New Feed in Tariffs in 2014
Recent figures announced from the Department of Energy and Climate Change (DECC), showing deployed and pre-accredited capacity under the Feed in Tariff (FIT) scheme up to September this year, indicate that several renewable technologies have now exceeded their 20% degression thresholds. All wind turbines (up to 5MW) and Anaerobic Digestion (AD) up to 500kW will be affected by a 20% reduction in tariff rates from April 2014, however this is the maximum degression level and will not be exceeded.
Deployed hydro capacity has already exceeded the 2.5% degression threshold and this is likely to reach the 5% threshold by the end of the year. The FIT rates for AD installations between 500kW – 5MW will be reduced by at least 5% from next April.
Figures for Solar PV are subject to more frequent changes, with degression based on quarterly deployed capacity figures. The data from DECC shows that for the period July – September 2013 there was not enough deployment of PV installations up to 50kW to trigger any degression. Current tariff rates will remain the same until early 2014, but a degression level of at least 3.5% will take place from April 2014. PV installations over 50kW will be affected by a mandatory 3.5% reduction in FIT rates from January 2014.
These changes reiterate the importance of gaining Preliminary Accreditation, if you have planning permission and a confirmed grid connection for your project. Applications for Preliminary Accreditation received before 31 December 2013 will enable landowners to lock in to the current higher FIT payments for a period of time, while a project is installed and commissioned. This is especially important for wind turbine projects and anaerobic digestion up to 500k, given the now confirmed 20% degression. The validity period for this tariff guarantee is 6 months for PV, 12 months for Wind/AD and 2 years for hydro technologies.
Mark Newton, partner and head of renewable energy at Fisher German, said it is likely wind turbine projects on lower wind speed sites would not be as attractive from next April; however, good rates of return will still be achievable when turbines are correctly positioned, on sites with good wind speeds.
He added: “We would hope that when the feed-in tariff rates do come down, that there will be a reduction in the price of wind turbines to ensure the UK market for wind is still viable but this is not guaranteed.

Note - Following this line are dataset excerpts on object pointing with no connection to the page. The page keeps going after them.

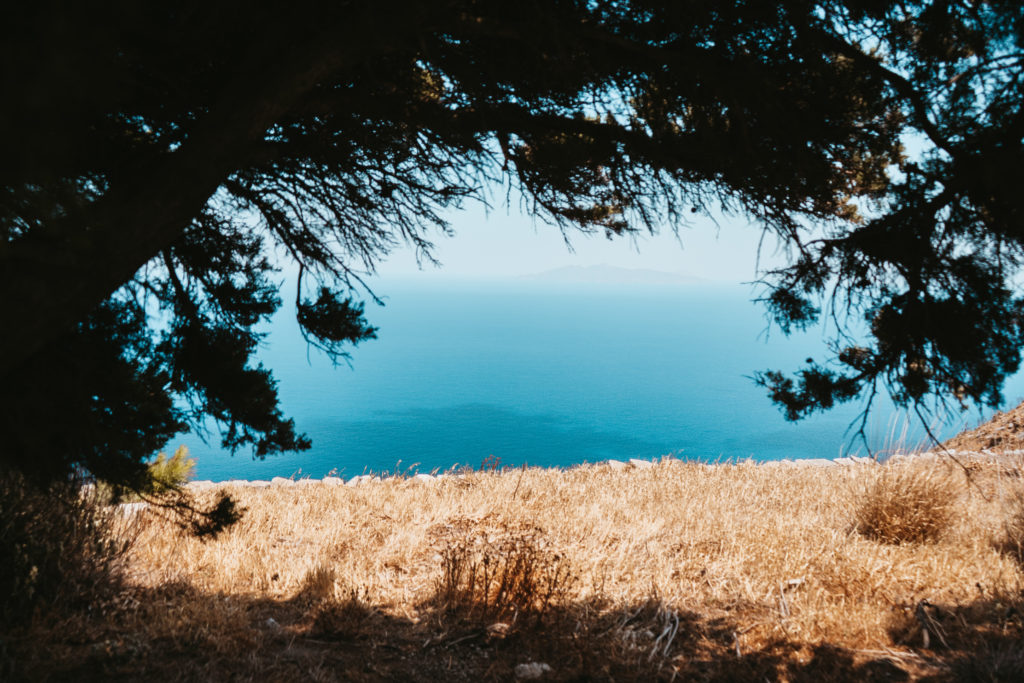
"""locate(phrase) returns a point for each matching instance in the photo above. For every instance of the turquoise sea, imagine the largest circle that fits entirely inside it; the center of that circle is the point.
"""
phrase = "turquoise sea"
(549, 374)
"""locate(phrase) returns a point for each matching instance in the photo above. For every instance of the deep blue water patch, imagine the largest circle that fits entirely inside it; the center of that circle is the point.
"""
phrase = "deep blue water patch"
(546, 375)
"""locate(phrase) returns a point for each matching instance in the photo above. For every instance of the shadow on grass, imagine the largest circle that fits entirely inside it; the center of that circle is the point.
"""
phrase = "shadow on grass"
(178, 633)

Historically, as feed-in tariff payments have gone down this has been partially offset in the last three years by increased savings through on site electricity usage, and as energy prices continue to increase above inflation. The income from electricity export also continues to increase, with up to 6p/kWh now being achievable through a power purchase agreement (PPA).
We would urge landowners to seek expert advice to take financial advantage of the current higher feed-in tariff payments, and ensure that the best rates of return are achieved as feed in tariffs decrease through degression.”